Je secoue l’écharpe noire qui couvre mes cheveux. Elle est trempée, elle aussi. Bonne à tordre ! Les enfants sont un peu plus loin. Certains se tiennent avec leurs parents, d’autres non. J’en reconnais quelques-uns. Fanette pleure. Vincent est derrière elle, il n’ose visiblement pas la consoler. Ils sont graves, comme l’est l’incongruité de la mort quand on a onze ans.

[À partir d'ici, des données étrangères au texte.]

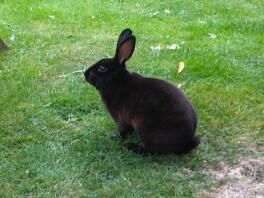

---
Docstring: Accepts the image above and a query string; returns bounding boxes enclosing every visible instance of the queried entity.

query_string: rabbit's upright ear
[116,28,132,47]
[115,36,136,65]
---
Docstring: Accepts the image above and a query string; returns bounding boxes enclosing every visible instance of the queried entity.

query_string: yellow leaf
[178,61,184,74]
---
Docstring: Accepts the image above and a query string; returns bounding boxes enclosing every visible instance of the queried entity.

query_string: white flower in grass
[153,11,159,16]
[208,33,217,39]
[9,34,15,41]
[49,15,56,19]
[167,44,180,50]
[150,45,162,50]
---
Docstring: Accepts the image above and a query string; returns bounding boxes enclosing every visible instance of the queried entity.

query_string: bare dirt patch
[199,157,264,198]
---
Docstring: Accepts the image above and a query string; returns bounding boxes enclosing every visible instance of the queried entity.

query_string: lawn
[0,0,264,198]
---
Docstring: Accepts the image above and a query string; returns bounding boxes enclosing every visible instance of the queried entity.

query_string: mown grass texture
[0,0,264,198]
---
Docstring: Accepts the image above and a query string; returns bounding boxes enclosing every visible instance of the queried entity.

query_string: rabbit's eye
[97,65,107,73]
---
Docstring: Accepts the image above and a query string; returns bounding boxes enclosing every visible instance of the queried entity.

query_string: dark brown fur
[85,29,200,154]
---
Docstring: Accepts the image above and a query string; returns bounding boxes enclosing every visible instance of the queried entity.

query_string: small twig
[59,70,84,78]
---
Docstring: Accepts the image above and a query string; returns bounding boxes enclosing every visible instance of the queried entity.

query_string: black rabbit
[84,29,200,154]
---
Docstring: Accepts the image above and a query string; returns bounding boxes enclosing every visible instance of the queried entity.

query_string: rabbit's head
[84,29,136,90]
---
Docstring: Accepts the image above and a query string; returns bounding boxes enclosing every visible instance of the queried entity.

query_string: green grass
[0,0,264,198]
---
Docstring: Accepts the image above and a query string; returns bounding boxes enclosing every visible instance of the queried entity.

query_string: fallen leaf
[178,61,184,74]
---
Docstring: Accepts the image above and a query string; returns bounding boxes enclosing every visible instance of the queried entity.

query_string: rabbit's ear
[115,36,136,64]
[117,28,132,47]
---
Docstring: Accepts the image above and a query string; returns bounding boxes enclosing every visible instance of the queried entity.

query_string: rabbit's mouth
[84,71,100,89]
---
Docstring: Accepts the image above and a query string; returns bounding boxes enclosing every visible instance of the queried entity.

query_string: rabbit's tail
[179,136,201,154]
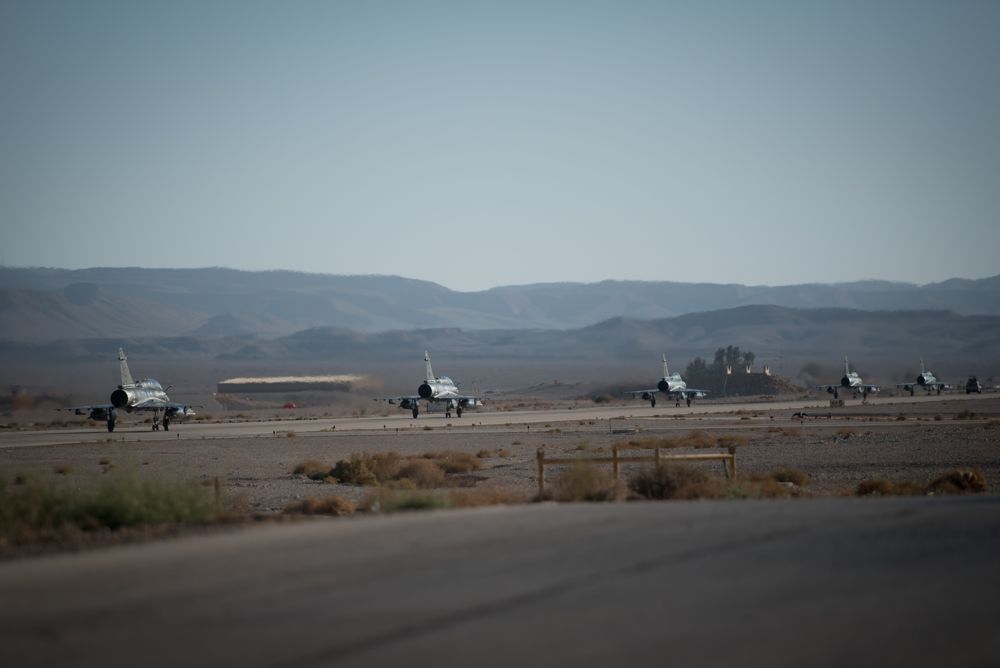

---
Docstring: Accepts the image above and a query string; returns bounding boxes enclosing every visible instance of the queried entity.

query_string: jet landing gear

La pluie diminue un peu d’intensité.

À force d’observer cette scène, une histoire curieuse me revient, une de ces énigmes qu’on se posait jadis, lorsque j’étais enfant, lors des veillées. Un homme se rend à l’enterrement d’un membre de sa famille. Quelques jours plus tard, cet homme, sans raison apparente, tue un autre cousin. Tout l’intérêt de l’énigme consistait à trouver le mobile de cet assassinat, en posant des questions. Cela pouvait durer des heures… Non, l’homme ne connaissait pas ce cousin… Non, il ne cherchait pas à se venger ; non, il ne s’agit pas d’une histoire d’argent ; non, il ne s’agit pas non plus d’un secret de famille… Cela pouvait durer une nuit entière, à poser des questions dans le noir, sous les draps…

La pluie s’est arrêtée.

Les trois paniers de fleurs sont vides.

Les gouttes glissent doucement sur la plaque de marbre de la tombe de mon mari. En bas, la foule se disperse enfin. Jacques Dupain serre toujours la taille de sa femme. Ses longs cheveux coulent, inondant le galbe sombre de deux seins collés à sa robe noire. Ils passent devant Laurenç Sérénac. Pas une seconde l’inspecteur n’a quitté Stéphanie Dupain des yeux.

C’est ce regard dévorant, je crois, qui m’a fait repenser à cette énigme de mon enfance. J’avais trouvé la solution au petit matin, de guerre lasse… L’homme, lors de l’enterrement, était tombé amoureux fou d’une inconnue. La femme avait disparu avant qu’il ne l’aborde. Il ne lui restait plus alors qu’une solution pour espérer la revoir : tuer une autre personne de la famille présente lors de cet enterrement et espérer que la belle inconnue revienne à la prochaine inhumation… La plupart de ceux qui, pendant des heures, avaient cherché la solution de cette énigme avaient crié au scandale, à l’imposture, au grand n’importe quoi. Pas moi. La logique implacable de cette histoire, de ce crime, m’avait fascinée. C’est étrange, comment la mémoire vous revient. Jamais je n’y avais repensé, depuis des années… Avant l’enterrement de mon mari.